Under the terms of the settlement, Radler agreed to pay US$23.7 million in disgorgement and US$5 million in civil penalties. He was also barred from serving as an officer or director of a public company, the SEC said.

Radler was also enjoined from violations of the antifraud, proxy, books and records, reporting, and internal control provisions of the federal securities laws.

He agreed to the settlement without admitting or denying the charges.

Linda Chatman Thomsen, director of the SEC’s Division of Enforcement, said, “Radler and others misappropriated millions of dollars from Hollinger International and made numerous misstatements to shareholders as part of their scheme. The tough sanctions in this settlement, including one of the largest civil penalties in recent years against an individual wrongdoer, reflect our resolve to act forcefully against corporate officers who perpetrate fraud against those whom they were supposed to serve, the shareholders of the company.”

The director of the SEC’s Midwest Regional Office, Merri Jo Gillette, said: “Officers who steal from the company coffers have no place in the boardroom. In this case, Radler participated in a scheme to divert millions for his own benefit at the expense of public shareholders.”

On Nov. 15, 2004, the SEC filed its action against Radler, Conrad Black, Hollinger International’s former chairman and CEO, and Hollinger, Inc., Hollinger International’s controlling shareholder, alleging that from approximately 1999 through 2003, the defendants engaged in a fraudulent and deceptive scheme to divert cash and assets from Hollinger International, Inc., through a series of related party transactions.
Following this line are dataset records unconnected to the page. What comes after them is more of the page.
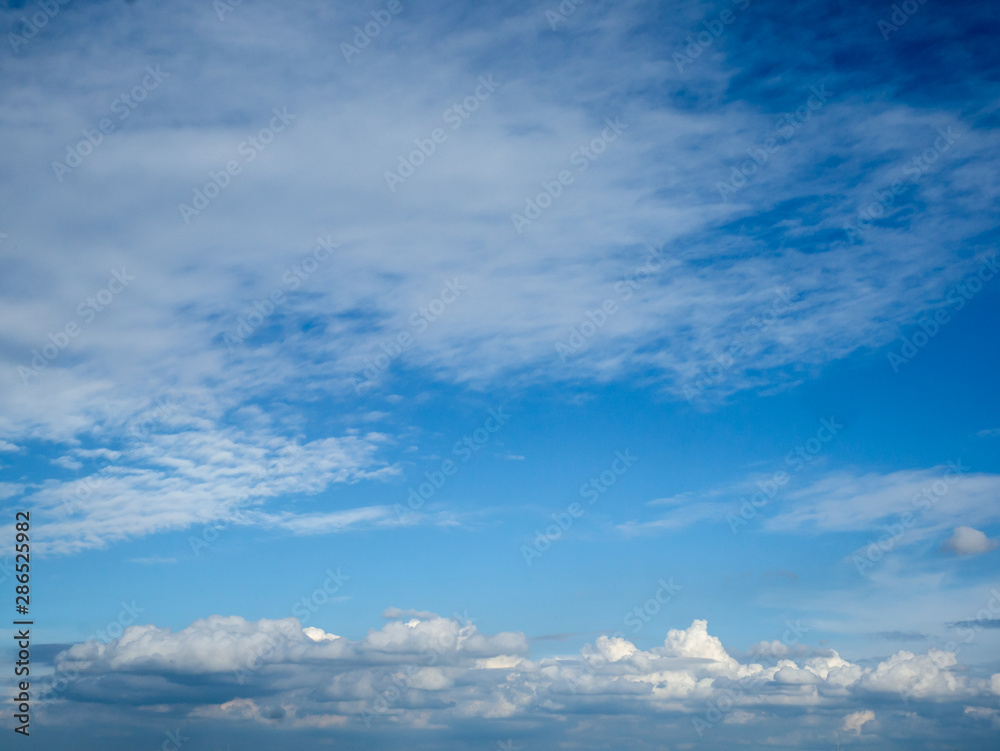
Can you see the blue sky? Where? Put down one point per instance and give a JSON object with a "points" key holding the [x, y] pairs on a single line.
{"points": [[510, 377]]}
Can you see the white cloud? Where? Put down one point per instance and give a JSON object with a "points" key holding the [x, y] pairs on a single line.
{"points": [[969, 541], [856, 720], [446, 671]]}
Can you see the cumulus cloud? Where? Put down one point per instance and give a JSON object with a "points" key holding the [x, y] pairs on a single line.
{"points": [[435, 671], [969, 541], [856, 720]]}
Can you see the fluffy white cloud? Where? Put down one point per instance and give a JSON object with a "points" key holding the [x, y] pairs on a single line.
{"points": [[856, 720], [439, 671], [969, 541]]}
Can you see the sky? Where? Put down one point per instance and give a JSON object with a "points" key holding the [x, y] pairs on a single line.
{"points": [[529, 375]]}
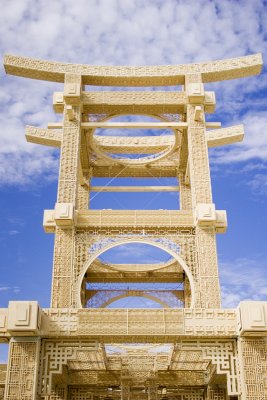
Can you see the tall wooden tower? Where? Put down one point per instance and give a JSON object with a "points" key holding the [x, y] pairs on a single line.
{"points": [[190, 348]]}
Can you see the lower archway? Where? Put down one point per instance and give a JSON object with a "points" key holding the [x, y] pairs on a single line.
{"points": [[170, 248]]}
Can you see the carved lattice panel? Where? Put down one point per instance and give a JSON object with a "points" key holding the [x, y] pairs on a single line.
{"points": [[222, 354], [22, 370], [55, 356], [253, 353]]}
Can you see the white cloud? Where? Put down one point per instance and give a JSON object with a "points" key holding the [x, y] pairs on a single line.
{"points": [[254, 145], [121, 32], [243, 279]]}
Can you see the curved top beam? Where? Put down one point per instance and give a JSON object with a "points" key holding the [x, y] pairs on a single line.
{"points": [[211, 71]]}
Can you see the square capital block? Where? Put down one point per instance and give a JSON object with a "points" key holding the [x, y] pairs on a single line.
{"points": [[64, 214], [23, 317], [253, 318], [205, 214], [195, 93], [72, 93], [209, 102], [49, 221]]}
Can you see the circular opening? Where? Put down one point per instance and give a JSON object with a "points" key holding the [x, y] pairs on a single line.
{"points": [[134, 146], [134, 275]]}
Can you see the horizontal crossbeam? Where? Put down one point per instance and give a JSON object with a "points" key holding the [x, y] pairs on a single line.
{"points": [[211, 71], [134, 188]]}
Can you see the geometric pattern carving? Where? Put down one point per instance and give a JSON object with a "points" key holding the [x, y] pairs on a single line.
{"points": [[222, 354], [22, 370], [54, 356], [203, 336], [253, 355], [80, 393]]}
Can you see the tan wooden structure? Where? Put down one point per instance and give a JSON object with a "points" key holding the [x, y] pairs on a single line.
{"points": [[191, 348]]}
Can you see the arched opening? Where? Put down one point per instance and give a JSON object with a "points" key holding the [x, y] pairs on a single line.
{"points": [[128, 149], [131, 273]]}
The SEC’s complaint alleged, among other things, that Black and Radler diverted to themselves, other corporate insiders and Hollinger, Inc. approximately $85 million of the proceeds from Hollinger International’s sale of newspaper publications through purported “non-competition” payments. The complaint also alleged that Black and Radler orchestrated the sale of certain of Hollinger International’s newspaper publications at below-market prices to another privately-held company owned and controlled by Black and Radler, including the sale of one publication for US$1. The complaint further alleged that in order to perpetrate their fraudulent scheme, Black and Radler misled Hollinger International’s Audit Committee and Board of Directors concerning the related party transactions and also misrepresented and omitted to state material facts regarding these transactions in Hollinger International’s filings with the Commission and during shareholder meetings.

The SEC acknowledged the assistance of the Ontario Securities Commission.

The SEC’s civil action is separate from the criminal proceeding now taking place in Chicago, where Radler has pleaded guilty and is co-operating in the prosecution of Black and three other former Hollinger International Inc. executives.